Natural gas liquids are uniquely hazardous. They are colorless, odorless, and heavier than air. When the chemicals leak, they expand rapidly, pooling low to the ground in a flammable mist that can be difficult to detect.
“In both mailers, only the hazard of possible ignition of (highly volatile liquid) is lightly touched upon and that the product in the line can be a skin irritant,” Barnes wrote.
The judge’s findings were consistent with those of a year-long Spotlight PA investigation of emergency preparedness along the Mariner East system, which spans 350 miles under 17 southern Pennsylvania counties. The investigation found secrecy and a patchwork of emergency plans have left communities in the dark about what to do in case of an accident.
Barnes ordered Sunoco to update its public information pamphlets to reflect the significant ramifications of an accident, update emergency notifications to include police departments and school districts, as well as share non-confidential inspection and testing reports with local officials.
The company was also ordered to meet with local stakeholders to develop additional emergency training, to share emergency planning documents, and to ensure all of its pipelines are spaced far enough from other underground pipelines or utilities and buried at a safe depth.
Barnes also issued a $2,000 administrative fine.
The ruling was far from a total victory for residents. Barnes noted in the decision that Sunoco had “implemented a public awareness program mostly consistent with its plan.” She also said there was not enough evidence or legal jurisdiction to grant key actions residents had sought, including to move pipeline valve sites, which control the flow of gas, or to shut down pipeline operations altogether.
The judge also did not address many of their safety concerns, like adding scent to the pipeline chemicals or mass emergency notification systems. Instead, Barnes suggested these problems could be addressed through an ongoing utility commission rule-making, in federal court, or by the state legislature.
Lisa Coleman, a spokesperson for Energy Transfer, Sunoco’s parent company, said they are pleased the judge ruled in favor of the pipeline’s continued operation in Delaware and Chester Counties. She said the ruling affirmed the safety of transporting natural gas liquids by pipeline, compared to railway or truck transport, but did not comment on the violations.
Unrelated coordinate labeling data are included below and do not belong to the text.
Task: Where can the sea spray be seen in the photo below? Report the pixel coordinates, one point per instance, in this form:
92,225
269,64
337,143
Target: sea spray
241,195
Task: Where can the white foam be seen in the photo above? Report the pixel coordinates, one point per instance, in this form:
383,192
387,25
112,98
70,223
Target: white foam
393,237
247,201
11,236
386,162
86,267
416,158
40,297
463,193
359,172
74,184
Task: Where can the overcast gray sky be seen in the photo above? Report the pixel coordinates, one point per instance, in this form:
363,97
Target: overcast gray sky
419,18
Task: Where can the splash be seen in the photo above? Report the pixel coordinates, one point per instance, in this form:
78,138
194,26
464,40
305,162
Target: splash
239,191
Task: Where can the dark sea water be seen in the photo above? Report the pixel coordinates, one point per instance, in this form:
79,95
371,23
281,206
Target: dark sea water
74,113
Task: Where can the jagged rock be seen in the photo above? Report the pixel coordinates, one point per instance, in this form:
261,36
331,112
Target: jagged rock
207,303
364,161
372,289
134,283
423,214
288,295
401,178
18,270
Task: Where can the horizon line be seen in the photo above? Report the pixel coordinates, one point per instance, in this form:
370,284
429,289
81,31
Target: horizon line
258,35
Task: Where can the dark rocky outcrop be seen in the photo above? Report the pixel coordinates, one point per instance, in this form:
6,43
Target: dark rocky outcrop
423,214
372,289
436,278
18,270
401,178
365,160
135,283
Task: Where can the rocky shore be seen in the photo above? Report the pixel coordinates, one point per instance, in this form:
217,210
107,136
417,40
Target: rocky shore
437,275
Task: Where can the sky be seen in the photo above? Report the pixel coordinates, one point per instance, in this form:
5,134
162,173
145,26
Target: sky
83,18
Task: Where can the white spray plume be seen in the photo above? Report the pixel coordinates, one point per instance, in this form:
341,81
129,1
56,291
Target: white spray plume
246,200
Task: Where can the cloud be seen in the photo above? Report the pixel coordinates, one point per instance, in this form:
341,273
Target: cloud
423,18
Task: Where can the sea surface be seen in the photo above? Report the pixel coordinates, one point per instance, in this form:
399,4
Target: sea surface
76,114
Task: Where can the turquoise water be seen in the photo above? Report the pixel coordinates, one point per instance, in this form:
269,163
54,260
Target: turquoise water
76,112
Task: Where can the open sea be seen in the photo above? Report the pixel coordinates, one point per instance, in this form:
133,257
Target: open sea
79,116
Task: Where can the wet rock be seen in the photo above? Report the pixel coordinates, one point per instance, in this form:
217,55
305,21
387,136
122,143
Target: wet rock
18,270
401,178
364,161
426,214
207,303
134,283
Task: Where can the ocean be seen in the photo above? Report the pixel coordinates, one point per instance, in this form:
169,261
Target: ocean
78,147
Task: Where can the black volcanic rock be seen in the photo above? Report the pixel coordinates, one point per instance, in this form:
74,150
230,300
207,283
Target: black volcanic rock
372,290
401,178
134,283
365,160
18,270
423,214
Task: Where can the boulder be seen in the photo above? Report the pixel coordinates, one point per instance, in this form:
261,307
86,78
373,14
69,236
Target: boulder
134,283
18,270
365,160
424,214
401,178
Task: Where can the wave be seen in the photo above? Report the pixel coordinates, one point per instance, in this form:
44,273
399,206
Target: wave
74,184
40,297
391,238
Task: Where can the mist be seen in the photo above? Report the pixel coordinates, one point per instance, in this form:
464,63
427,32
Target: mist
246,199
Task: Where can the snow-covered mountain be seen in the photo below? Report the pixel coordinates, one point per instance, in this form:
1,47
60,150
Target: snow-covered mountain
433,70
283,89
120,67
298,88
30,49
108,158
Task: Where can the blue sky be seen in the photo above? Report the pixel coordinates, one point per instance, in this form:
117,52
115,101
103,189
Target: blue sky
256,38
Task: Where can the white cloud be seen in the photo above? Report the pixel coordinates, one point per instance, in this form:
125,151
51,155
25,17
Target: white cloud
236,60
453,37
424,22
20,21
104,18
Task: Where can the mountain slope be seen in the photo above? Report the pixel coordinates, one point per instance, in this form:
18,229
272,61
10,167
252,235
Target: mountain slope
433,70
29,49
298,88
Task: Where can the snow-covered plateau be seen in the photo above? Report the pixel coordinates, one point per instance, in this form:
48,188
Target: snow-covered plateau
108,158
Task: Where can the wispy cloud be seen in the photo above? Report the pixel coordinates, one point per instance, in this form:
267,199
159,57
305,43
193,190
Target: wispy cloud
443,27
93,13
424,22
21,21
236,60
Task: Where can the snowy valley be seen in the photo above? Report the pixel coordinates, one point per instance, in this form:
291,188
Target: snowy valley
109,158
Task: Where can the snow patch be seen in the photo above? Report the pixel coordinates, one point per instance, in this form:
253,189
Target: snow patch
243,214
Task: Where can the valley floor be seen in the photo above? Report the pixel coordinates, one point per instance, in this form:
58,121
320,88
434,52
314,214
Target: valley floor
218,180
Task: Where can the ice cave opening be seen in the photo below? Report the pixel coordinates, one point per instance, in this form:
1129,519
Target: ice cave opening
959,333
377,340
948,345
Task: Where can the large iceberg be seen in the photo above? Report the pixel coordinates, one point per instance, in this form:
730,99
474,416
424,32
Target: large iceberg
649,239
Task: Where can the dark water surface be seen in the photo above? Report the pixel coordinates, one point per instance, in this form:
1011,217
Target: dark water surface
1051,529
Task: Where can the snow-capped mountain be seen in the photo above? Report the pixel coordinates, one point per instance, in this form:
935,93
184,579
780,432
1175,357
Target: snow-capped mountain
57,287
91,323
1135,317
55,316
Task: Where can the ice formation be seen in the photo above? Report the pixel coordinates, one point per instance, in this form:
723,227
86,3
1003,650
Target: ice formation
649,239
The ruling was the latest in a long line of violations and fines levied against Sunoco for its construction and operation of the Mariner East system. The state has already fined Sunoco roughly $16 million for environmental violations, including numerous issues with water contamination and sinkholes that occurred during construction.
Sunoco has long contended that local governments, under state law, are in charge of planning for emergencies, but Barnes found that its representatives had been unwilling to meet with schools and first responders in the face of reasonable requests for help.
The ruling came after several weeks of hearings in 2019 and 2020, in which residents of Chester and Delaware Counties showed pictures of exposed pipes, some carrying chemicals, visible in the dirt of shallow river beds. School leaders and county emergency planners testified the company withheld valuable information that could help keep children or the public safe.
Some of the plaintiffs, commonly referred to as the “Safety Seven,” said they felt a muted victory, seeing many of their concerns affirmed by the judge after years of lobbying for transparency.
“It took three years, but we got there,” said Laura Obenski, who lives 700 feet from the Mariner East route in Chester County and has two children in nearby schools.
She, along with attorneys and community advocates, said the ruling was disappointing because it still places much of the burden to enforce the order on local communities, and it only applies to the two counties. In Pennsylvania, there is no centralized, statewide blueprint for communities to follow for potential accidents with such a pipeline system, creating inconsistent and uneven levels of preparedness from one county to the next.